I’m having hard time keeping my apartment clean, even though I live by myself. How did you keep a household of five children clean and spotless?
Jenny: To be honest, my house was never in “tip-top” condition. I think most mothers understand. There’s a saying (I think it’s a white people saying) that “a messy house is a happy house.” But this only applies if you have kids. If you don’t have kids and have a messy house? Well, it just means you’re lazy and don’t care about your hygiene. My main cleaning agent? Bi-carb and vinegar. You make it in a paste, and it cleans most things, especially your oven. Always keep a spray bottle of vinegar on your kitchen bench. If you have any lipstick on surfaces – spray vinegar and wipe it off. It’s like magic. Don’t use chemicals please. In 10 or 20 years, you’ll get cancer or something.

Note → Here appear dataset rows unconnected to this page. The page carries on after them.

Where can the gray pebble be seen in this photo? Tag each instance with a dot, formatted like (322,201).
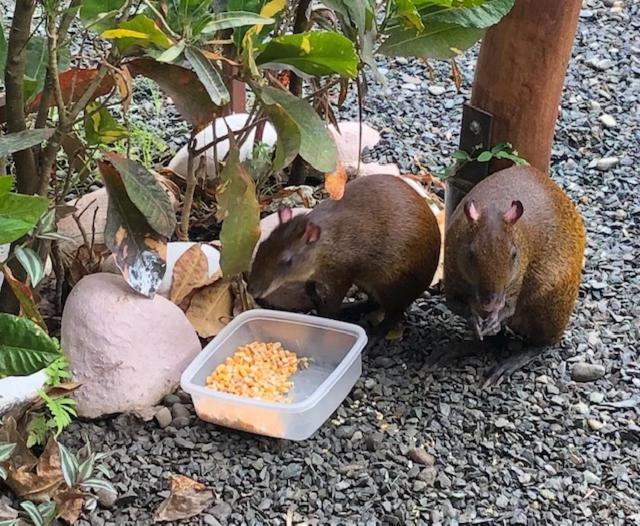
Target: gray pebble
(586,372)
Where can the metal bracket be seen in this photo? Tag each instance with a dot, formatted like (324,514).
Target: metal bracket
(474,135)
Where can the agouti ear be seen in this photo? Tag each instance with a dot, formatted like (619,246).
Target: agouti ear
(285,215)
(514,213)
(471,211)
(311,233)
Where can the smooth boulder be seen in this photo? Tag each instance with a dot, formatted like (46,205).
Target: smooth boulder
(127,351)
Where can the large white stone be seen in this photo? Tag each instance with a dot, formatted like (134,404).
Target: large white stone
(15,390)
(127,351)
(236,122)
(347,142)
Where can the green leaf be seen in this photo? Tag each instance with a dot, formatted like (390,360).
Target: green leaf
(317,147)
(288,141)
(19,214)
(100,15)
(139,251)
(208,75)
(3,50)
(240,212)
(439,41)
(33,512)
(232,19)
(408,12)
(140,31)
(69,466)
(30,261)
(100,127)
(24,346)
(35,66)
(6,183)
(17,141)
(6,450)
(172,53)
(313,53)
(146,194)
(99,484)
(479,14)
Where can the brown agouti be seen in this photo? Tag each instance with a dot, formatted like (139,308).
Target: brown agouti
(514,249)
(381,236)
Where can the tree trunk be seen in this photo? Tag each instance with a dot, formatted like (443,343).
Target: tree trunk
(520,75)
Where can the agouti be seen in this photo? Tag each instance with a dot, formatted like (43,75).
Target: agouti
(514,250)
(381,236)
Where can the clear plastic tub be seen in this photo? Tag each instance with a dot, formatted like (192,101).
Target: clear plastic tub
(335,364)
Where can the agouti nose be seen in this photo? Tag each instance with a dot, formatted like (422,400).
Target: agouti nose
(492,301)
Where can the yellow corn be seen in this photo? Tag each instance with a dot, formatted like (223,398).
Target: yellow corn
(258,370)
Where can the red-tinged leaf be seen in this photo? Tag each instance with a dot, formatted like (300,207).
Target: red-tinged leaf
(335,182)
(182,85)
(73,84)
(140,252)
(188,498)
(24,294)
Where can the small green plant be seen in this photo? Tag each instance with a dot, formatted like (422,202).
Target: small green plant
(57,412)
(6,450)
(82,476)
(504,150)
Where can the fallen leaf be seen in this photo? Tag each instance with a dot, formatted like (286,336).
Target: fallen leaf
(69,504)
(335,182)
(190,272)
(188,498)
(39,485)
(211,307)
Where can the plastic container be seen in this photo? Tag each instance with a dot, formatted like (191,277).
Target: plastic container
(335,364)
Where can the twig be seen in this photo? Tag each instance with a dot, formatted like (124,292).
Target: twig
(183,234)
(25,162)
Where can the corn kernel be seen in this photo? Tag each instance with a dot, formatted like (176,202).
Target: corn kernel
(258,370)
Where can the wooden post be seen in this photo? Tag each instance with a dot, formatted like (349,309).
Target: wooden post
(520,74)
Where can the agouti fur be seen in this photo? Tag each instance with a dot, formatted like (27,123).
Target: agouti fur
(381,236)
(514,251)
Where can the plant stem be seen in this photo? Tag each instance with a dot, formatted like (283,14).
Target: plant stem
(25,162)
(183,233)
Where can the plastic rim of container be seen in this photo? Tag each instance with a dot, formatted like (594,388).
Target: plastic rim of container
(257,314)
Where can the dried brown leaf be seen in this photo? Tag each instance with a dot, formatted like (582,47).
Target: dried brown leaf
(39,485)
(69,504)
(190,272)
(188,498)
(210,309)
(335,182)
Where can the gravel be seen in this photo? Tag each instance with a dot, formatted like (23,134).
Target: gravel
(416,446)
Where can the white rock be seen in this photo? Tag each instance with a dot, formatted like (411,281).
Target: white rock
(127,351)
(347,142)
(17,389)
(608,121)
(174,251)
(437,90)
(236,121)
(605,163)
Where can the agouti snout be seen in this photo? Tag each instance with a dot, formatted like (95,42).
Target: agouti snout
(381,236)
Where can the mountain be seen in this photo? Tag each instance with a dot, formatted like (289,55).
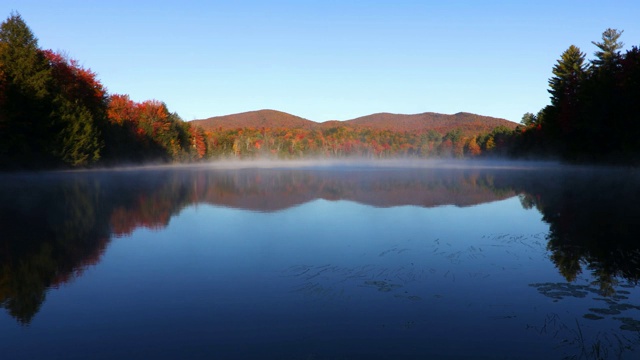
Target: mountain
(255,119)
(469,123)
(441,123)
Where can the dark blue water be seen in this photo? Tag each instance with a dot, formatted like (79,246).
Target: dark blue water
(321,262)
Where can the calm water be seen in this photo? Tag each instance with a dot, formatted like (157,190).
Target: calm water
(321,262)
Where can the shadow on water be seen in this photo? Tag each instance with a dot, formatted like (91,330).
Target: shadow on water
(55,225)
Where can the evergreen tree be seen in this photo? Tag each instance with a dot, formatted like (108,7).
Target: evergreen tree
(568,74)
(25,101)
(608,54)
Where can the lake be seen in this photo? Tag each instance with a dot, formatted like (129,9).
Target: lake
(328,260)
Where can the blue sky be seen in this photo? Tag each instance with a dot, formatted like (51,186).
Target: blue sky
(327,60)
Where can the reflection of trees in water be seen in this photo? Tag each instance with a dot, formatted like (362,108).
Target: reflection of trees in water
(593,222)
(50,234)
(55,225)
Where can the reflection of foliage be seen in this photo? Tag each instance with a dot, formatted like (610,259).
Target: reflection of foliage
(48,238)
(57,224)
(574,343)
(593,222)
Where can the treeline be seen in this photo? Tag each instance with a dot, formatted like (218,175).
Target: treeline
(594,115)
(344,141)
(55,113)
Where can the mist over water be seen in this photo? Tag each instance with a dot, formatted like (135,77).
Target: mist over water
(325,259)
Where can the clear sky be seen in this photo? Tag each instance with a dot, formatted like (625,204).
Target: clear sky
(327,60)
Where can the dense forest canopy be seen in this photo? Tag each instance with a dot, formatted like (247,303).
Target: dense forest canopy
(55,113)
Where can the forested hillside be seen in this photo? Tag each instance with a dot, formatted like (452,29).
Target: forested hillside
(594,115)
(55,113)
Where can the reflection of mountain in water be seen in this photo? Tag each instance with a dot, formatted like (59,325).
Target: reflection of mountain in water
(55,225)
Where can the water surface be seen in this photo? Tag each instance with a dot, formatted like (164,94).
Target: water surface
(321,262)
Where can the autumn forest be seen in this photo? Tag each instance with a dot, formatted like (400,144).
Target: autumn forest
(54,113)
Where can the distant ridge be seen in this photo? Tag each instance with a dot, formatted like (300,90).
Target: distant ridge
(441,123)
(255,119)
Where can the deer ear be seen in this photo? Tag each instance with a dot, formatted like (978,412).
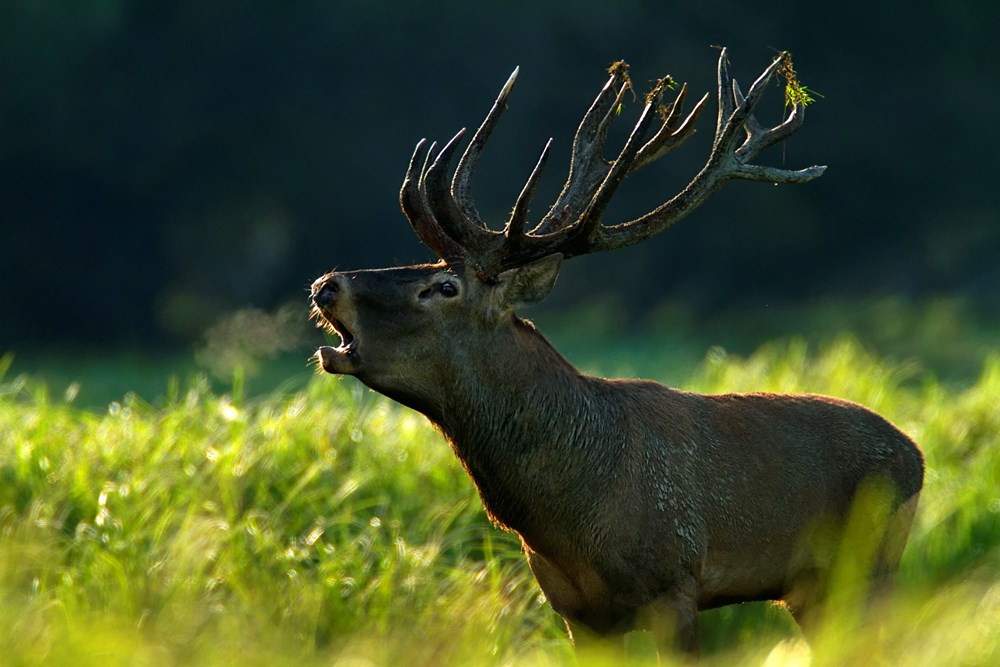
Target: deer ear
(530,283)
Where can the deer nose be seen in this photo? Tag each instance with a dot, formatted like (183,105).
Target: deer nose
(327,293)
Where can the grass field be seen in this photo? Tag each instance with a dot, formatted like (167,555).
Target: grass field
(323,524)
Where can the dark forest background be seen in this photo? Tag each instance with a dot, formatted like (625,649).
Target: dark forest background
(163,163)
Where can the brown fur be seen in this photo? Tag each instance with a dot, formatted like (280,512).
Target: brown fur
(635,502)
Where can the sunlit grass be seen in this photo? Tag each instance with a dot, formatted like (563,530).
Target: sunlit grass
(330,524)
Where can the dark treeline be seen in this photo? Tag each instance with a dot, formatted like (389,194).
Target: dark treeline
(165,162)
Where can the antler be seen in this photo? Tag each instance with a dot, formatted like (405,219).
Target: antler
(445,217)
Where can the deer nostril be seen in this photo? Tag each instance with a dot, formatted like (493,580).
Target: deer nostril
(326,295)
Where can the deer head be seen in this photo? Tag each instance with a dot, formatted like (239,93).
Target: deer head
(401,328)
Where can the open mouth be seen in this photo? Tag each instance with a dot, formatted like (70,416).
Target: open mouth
(348,341)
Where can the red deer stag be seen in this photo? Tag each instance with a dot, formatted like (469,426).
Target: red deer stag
(637,504)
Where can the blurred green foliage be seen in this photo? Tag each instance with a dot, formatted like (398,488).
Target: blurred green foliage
(327,523)
(163,163)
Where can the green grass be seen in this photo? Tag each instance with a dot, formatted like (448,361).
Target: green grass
(323,523)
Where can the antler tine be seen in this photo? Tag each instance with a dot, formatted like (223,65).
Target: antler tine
(417,210)
(445,218)
(725,92)
(760,137)
(443,205)
(620,168)
(519,215)
(667,138)
(741,112)
(461,184)
(588,167)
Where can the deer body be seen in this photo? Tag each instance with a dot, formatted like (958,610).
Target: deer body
(637,504)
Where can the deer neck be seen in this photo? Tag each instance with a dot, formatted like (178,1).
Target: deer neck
(517,419)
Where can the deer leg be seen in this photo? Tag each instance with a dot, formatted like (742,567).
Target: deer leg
(673,620)
(599,648)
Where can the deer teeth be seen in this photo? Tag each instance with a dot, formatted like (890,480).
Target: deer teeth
(347,339)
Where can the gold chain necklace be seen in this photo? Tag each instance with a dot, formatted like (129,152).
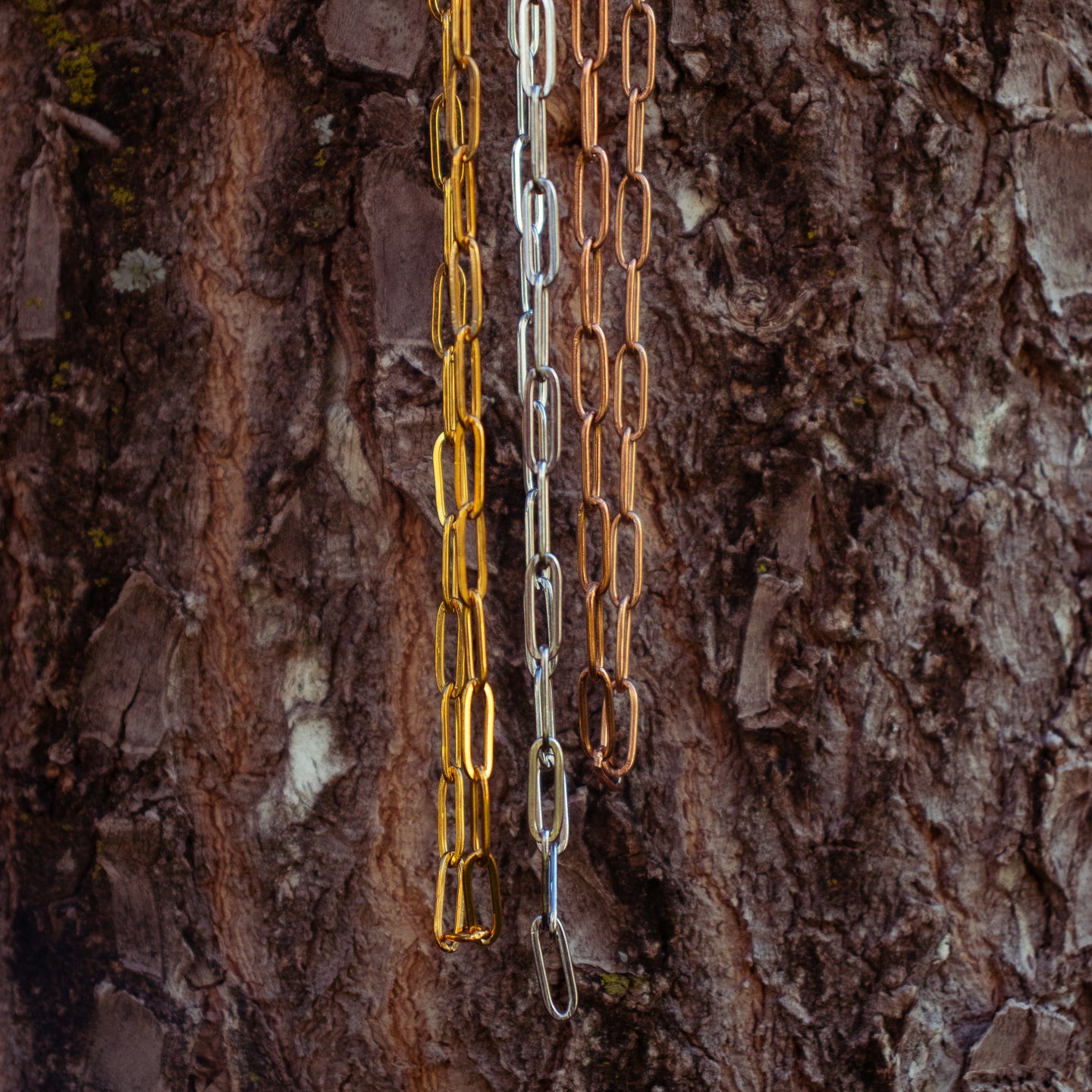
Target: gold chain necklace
(535,211)
(462,426)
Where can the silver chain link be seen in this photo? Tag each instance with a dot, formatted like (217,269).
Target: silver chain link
(533,42)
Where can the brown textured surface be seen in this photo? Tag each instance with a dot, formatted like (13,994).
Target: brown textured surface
(856,850)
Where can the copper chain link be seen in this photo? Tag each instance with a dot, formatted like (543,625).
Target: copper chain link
(593,508)
(468,684)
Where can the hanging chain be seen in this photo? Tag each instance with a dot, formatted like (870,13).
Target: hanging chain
(531,25)
(461,273)
(610,768)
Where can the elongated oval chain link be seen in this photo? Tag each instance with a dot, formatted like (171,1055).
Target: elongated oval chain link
(461,448)
(595,513)
(532,39)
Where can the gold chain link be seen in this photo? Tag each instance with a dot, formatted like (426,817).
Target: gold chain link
(458,126)
(588,337)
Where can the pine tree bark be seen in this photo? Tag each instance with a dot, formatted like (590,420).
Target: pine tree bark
(855,850)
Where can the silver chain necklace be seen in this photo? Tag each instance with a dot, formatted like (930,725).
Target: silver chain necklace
(531,27)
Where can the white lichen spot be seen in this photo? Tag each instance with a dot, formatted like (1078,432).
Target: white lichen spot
(695,206)
(943,950)
(345,453)
(325,127)
(138,271)
(305,680)
(312,764)
(983,434)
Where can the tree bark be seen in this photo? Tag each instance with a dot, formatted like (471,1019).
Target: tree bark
(855,852)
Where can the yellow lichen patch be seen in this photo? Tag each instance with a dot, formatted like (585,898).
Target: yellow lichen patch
(79,74)
(616,985)
(123,198)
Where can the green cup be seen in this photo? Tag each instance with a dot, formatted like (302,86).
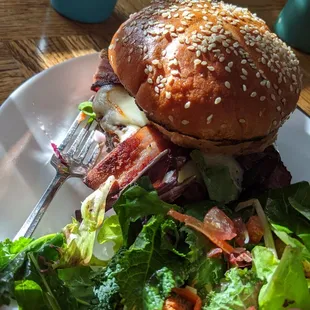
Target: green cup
(293,24)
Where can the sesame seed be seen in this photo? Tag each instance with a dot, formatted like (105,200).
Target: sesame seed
(244,71)
(187,105)
(209,119)
(217,100)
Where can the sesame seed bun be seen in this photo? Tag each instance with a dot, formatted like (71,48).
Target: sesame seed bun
(208,74)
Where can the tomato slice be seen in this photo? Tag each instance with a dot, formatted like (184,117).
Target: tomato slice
(204,228)
(255,229)
(221,226)
(190,296)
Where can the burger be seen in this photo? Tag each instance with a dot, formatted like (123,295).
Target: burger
(181,75)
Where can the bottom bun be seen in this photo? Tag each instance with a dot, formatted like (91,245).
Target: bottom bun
(226,147)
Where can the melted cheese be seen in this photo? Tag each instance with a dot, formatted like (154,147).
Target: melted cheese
(117,108)
(236,172)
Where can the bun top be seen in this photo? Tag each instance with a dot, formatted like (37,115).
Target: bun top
(207,70)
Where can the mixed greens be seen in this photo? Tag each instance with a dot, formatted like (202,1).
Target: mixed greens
(225,252)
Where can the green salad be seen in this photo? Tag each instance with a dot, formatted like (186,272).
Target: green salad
(227,251)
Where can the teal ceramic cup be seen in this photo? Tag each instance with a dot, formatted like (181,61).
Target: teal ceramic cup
(293,24)
(85,11)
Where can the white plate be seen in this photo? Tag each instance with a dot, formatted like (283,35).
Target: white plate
(50,99)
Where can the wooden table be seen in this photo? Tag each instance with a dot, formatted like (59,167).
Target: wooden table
(33,37)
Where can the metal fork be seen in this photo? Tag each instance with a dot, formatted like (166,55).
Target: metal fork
(77,153)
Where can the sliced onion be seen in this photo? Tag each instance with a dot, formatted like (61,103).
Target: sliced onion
(269,242)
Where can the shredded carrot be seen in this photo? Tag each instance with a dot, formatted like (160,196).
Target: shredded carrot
(190,296)
(198,225)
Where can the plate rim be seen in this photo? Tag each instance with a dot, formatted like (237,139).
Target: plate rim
(42,73)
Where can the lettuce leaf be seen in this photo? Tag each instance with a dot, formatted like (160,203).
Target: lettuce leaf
(9,249)
(142,260)
(111,231)
(264,262)
(287,286)
(22,277)
(286,209)
(135,203)
(107,290)
(158,288)
(239,290)
(207,274)
(26,291)
(81,236)
(217,179)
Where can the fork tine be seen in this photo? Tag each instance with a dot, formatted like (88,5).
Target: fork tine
(86,147)
(75,125)
(77,141)
(93,157)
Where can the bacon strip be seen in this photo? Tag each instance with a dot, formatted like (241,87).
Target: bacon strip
(104,74)
(129,158)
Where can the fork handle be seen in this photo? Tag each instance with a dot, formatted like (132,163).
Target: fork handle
(37,213)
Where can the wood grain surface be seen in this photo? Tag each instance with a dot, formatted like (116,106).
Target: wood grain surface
(33,37)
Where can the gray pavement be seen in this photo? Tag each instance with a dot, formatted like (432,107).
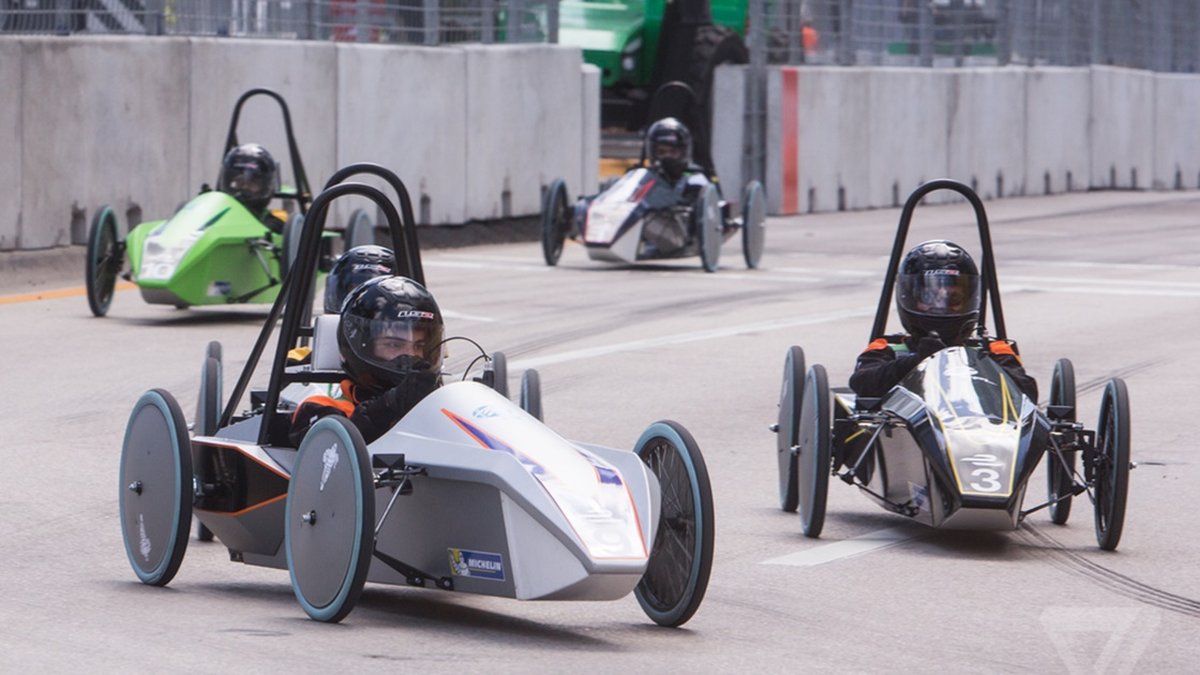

Also, don’t wear shoes inside the house. It’s common sense. You don’t need scientist researching. You’ll bring back all the bacteria, like after you’ve been to public toilets. White people walking around the house with their shoes on – ugh! When I arrived in Australia, the real estate people showed us inside the house, and I realised: some people put their shoes inside their wardrobe. I was worse than shocked. Appalled, disgusted, all these words. I was like, what the fuck is that. (Am I allowed to say that?) My god. What if you stepped on shit in a public park? Dog shit, whatever shit, people’s vomit, dried up vomit, semi-dried vomit. Then later, you think, Why does my house smell like shit? Then the poor Mum has the clean the shit! Now a lot of white people – not just OCD white people, but average ones too – they’re learning from us too.